When the Devil Dances is the third book in John Ringo's four-book "Posleen War" series of military science-fiction novels. (My reviews of the first two are at: 1, 2.) Considerable spoilers for the first two novels follow.

When the Devil Dances has the burden of being the "middle" book of the series. In the first book we met the alien adversary, the Posleen, and in the second one they began to invade earth but were sometimes brought to a halt. Notably at the Potomac river by Michael O'Neal's few troops using armored combat suits supplied by friendly aliens. As this book begins, it's five years later and the only organized resistance to the Posleen is in central North America. The Posleen can't cross mountains well and human defenses have held them west of the Rockies and east of the Allegheny/Appalachian mountains. Michael O'Neal is now a major and he and his ACS troops are pretty mentally worn out and badly diminished in numbers from having to turn back incursions that the Posleen occasionally make up even well-defended valleys. (High-tech resupply from offworld is almost non-existent.)
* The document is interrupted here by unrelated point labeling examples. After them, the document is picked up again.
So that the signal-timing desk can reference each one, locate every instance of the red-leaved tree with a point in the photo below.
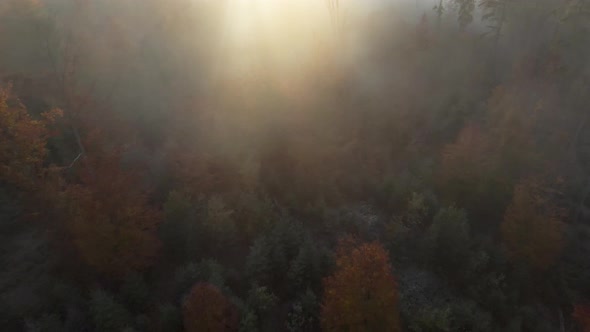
(362, 294)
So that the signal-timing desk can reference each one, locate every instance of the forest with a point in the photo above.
(311, 165)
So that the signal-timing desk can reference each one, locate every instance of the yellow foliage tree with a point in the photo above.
(532, 228)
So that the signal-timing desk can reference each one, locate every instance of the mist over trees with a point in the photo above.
(261, 165)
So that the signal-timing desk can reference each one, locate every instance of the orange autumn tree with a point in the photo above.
(107, 213)
(532, 228)
(23, 142)
(207, 309)
(361, 295)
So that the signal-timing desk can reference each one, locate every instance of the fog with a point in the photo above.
(294, 165)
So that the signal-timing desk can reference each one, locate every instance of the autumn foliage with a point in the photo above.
(108, 216)
(532, 228)
(23, 142)
(362, 294)
(207, 309)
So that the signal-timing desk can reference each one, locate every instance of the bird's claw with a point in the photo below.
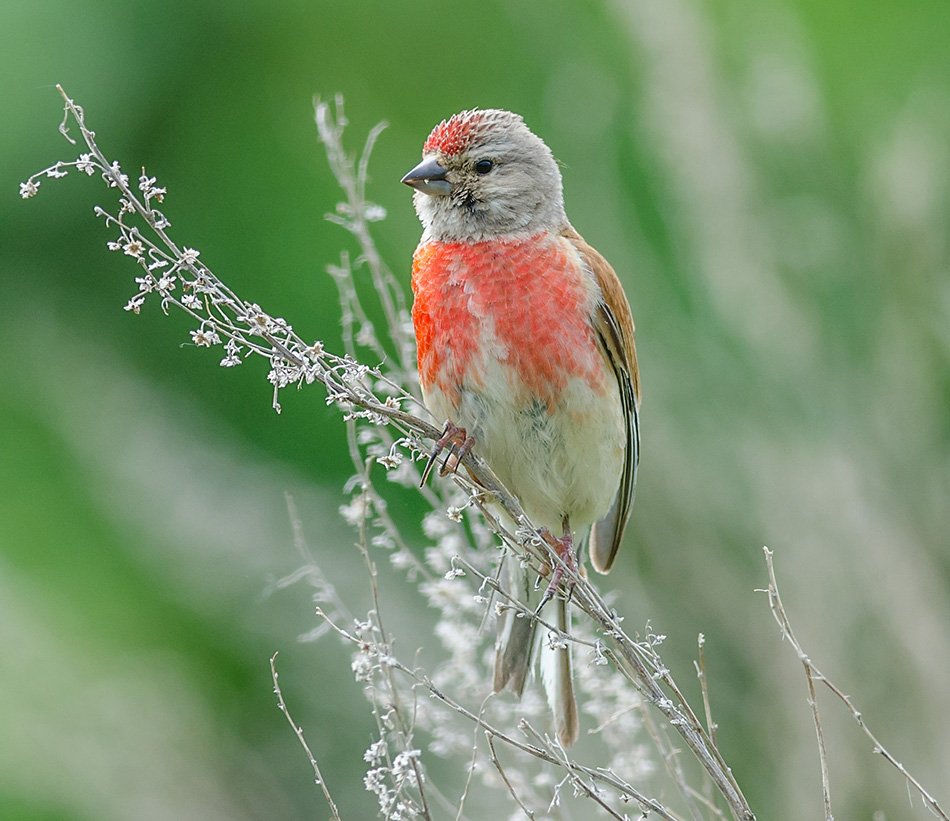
(459, 444)
(565, 551)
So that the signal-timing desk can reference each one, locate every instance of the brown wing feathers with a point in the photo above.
(613, 322)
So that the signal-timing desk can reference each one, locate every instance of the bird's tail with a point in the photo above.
(557, 675)
(514, 642)
(514, 649)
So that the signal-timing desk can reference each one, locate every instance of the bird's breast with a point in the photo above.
(524, 306)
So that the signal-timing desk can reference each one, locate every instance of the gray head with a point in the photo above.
(485, 175)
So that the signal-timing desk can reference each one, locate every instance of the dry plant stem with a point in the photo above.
(298, 731)
(404, 726)
(350, 386)
(504, 776)
(813, 674)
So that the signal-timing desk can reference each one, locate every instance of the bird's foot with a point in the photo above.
(458, 443)
(564, 548)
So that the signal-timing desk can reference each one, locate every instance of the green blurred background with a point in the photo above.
(769, 178)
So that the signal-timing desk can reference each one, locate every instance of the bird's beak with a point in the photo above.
(429, 178)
Worse, some among the Posleen have been learning from human strategy and tactics. They're no longer relying solely on superior numbers. And, of course, eventually one of those clever groups starts a very big incursion. And the book ends before the battle is over. As I said, it's the "middle" book and so things get as bad as possible consistent with there still being a ray of hope.

Still, there are some compensations. Such as an absurdly huge tank that's called Bun-Bun and a soldier who was nearly miraculously healed by aliens and is now something of a composite. Both of which come in handy. We also get to see some things from the point of view of the adversary and that always makes a book a bit more interesting.

There are certain things about the book that don't quite exactly make sense. Such as why the Posleen don't attack from the south. But I have said before that Mr Ringo's military thrillers are generally somewhat improbable even by the rather relaxed standards of the genre. And nevertheless I keep reading them. In this case, there's less payoff in terms of thrilling battles, but I imagine that that's being saved up for the last book.